Teaching English in the classroom has that scholarly dictionary feel, and is often associated with conjugating verbs, memorizing vocabulary and taking quizzes to see how many you get – or guess – right. When it comes to teaching a language in the corporate world, although most language learners inevitably went through the same stages at some point, teachers should be geared for a context that is quite particular.
First off, these are clients and should be treated as such. They have objectives and expectations. These persons tend to be more mature, not just age wise of course. Interestingly, their motivation to learn English comes with stakes that are not the same as the typical high schooler. They indeed have different reasons for wanting to learn the most communicated language in the world – spoken by an estimated 1.5 billion speakers according to EF.com. This inspiration may spur from business targets: a desire to tackle an English-speaking clientele, or a need to communicate with colleagues and management located in anglophone headquarters or subsidiaries. Some may even have a project to change jobs and transpose skills from their own language to English. You may encounter a small percentage though who take up English somewhat grudgingly if this became an unexpected work-related requirement. With an engaging, persuasive style and valuable lesson material, this can be deftly converted into a new experience they should take advantage of. The task would most likely not be as daunting as students who study English simply because it is on their curriculum.
If the ability to speak English is needed for a business environment, this may call for catch phrases and content such as ‘getting the green light, ‘signing the dotted line’, ‘looking at the big picture’, ‘raising the bar’ and so on. Generally, language learners like quick fixes that make them sound authentic. Basic level learners may need to brush up on polishing their introductions to talk about their career experience and expertise. However, these speakers want above all to learn practical vocabulary that they can put to proper use in the workplace. They may have specific presentations to work on, conference calls to conduct or participate in, physical meetings to attend while travelling on business. Assessing the learners to make sure there is a well-rounded base is excellent too for confidence and credibility. Are they able to talk about their personalities and backgrounds with anglophone colleagues? Order a taxi or a meal at a restaurant with ease? Express an opinion on current affairs?
In addition to doing business, areas that companies are active in can be technical, financial, scientific, among other genres. Being a native level English speaker is not sufficient in all cases to teach the language within a company. Sometimes it is mandatory to have a teacher with a particular career path or familiarity with specific topics.
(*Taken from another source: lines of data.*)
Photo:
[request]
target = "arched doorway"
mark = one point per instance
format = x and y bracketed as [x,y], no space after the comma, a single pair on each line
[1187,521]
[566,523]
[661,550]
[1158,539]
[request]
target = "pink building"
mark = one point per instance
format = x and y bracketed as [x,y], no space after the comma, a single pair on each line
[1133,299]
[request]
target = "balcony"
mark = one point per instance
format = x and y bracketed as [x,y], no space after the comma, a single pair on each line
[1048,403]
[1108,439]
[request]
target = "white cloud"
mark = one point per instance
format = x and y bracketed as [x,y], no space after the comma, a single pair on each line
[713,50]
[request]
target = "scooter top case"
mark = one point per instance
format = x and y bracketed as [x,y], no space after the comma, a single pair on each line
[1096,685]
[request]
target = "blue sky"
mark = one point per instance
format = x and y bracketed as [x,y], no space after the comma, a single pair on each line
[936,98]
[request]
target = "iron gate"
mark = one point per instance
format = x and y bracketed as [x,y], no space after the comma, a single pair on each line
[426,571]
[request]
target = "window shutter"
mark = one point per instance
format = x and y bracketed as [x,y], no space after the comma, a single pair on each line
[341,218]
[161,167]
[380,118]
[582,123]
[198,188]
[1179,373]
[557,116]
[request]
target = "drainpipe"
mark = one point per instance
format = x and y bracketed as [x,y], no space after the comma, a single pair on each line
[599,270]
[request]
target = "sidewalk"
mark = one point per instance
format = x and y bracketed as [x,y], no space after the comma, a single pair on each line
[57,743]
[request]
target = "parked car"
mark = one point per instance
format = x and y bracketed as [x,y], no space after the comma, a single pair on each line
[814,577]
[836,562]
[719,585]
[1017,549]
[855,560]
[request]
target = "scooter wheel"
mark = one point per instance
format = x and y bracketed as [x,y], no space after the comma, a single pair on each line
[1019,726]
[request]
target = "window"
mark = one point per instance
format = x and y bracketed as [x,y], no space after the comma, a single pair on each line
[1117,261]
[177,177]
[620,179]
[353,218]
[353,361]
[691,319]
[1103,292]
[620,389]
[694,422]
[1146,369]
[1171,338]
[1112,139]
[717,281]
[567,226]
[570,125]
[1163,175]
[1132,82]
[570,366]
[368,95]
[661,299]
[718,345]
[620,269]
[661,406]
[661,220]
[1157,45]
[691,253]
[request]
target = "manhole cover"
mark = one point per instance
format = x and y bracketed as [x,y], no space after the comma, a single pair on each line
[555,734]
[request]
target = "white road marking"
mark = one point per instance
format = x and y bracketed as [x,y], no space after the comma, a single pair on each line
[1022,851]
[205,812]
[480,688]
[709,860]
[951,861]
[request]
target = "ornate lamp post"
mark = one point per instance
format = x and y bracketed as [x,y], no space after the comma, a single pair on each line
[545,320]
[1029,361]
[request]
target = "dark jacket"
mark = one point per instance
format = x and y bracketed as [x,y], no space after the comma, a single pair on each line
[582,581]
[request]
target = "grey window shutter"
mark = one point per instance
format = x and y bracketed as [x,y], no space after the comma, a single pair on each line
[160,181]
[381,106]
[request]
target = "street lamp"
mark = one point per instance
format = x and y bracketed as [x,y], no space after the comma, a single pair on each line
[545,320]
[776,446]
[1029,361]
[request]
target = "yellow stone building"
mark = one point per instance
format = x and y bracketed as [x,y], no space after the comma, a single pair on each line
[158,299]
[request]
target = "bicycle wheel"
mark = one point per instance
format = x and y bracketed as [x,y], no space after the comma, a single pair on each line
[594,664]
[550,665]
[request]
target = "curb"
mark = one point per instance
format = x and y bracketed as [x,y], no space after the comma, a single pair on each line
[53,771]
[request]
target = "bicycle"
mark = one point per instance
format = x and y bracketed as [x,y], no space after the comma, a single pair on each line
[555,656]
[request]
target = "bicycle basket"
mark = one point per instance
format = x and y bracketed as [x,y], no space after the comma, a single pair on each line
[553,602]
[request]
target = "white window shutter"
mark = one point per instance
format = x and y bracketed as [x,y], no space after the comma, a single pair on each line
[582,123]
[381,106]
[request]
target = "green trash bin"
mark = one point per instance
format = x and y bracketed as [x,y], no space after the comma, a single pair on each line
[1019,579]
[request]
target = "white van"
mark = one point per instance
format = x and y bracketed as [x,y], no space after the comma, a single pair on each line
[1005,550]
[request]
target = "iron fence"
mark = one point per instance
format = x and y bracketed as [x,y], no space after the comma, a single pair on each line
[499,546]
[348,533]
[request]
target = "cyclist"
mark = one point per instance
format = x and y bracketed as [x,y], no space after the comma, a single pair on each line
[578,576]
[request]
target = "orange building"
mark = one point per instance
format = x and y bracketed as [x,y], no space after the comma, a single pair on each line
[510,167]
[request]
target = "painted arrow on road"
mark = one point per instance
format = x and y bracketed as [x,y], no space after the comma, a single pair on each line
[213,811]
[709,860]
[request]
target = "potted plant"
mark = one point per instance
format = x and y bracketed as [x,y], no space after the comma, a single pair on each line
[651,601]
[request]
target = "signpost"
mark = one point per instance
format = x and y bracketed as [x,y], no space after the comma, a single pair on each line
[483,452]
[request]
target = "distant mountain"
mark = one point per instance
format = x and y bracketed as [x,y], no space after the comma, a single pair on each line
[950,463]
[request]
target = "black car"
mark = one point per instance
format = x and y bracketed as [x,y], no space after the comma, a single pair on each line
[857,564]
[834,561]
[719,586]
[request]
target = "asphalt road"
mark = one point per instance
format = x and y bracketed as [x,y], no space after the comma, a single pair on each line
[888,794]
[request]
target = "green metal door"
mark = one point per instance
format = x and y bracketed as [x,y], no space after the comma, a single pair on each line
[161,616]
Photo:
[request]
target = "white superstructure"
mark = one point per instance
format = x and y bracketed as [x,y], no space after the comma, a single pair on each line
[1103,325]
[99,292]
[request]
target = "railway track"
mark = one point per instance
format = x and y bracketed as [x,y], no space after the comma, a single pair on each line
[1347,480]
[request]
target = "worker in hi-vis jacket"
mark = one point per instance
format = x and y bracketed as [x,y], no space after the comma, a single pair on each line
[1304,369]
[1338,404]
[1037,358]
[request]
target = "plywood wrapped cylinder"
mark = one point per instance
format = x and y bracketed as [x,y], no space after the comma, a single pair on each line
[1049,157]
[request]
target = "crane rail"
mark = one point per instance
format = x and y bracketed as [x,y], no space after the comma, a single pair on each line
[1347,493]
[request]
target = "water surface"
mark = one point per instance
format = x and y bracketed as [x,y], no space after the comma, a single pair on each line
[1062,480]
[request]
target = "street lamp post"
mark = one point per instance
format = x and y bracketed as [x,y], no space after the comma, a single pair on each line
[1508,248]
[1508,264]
All in all, teaching English to adult learners in a corporate environment is exciting. It differs greatly from teaching within the traditional education system, and some may even see it as demanding. However, you have the chance to help your learners step out of their daily comfort zone and challenge and increase their language skills. To them, you are a brand and a service provider all in one. If you are dynamic and serious about the progress of the learners you coach, this type of teaching experience can be enriching for you. This context is also particularly interesting as your clients are adults who generally want to hone their abilities and chart their language development. They would thus expect you to deliver proficient English classes and feel the results in how they communicate.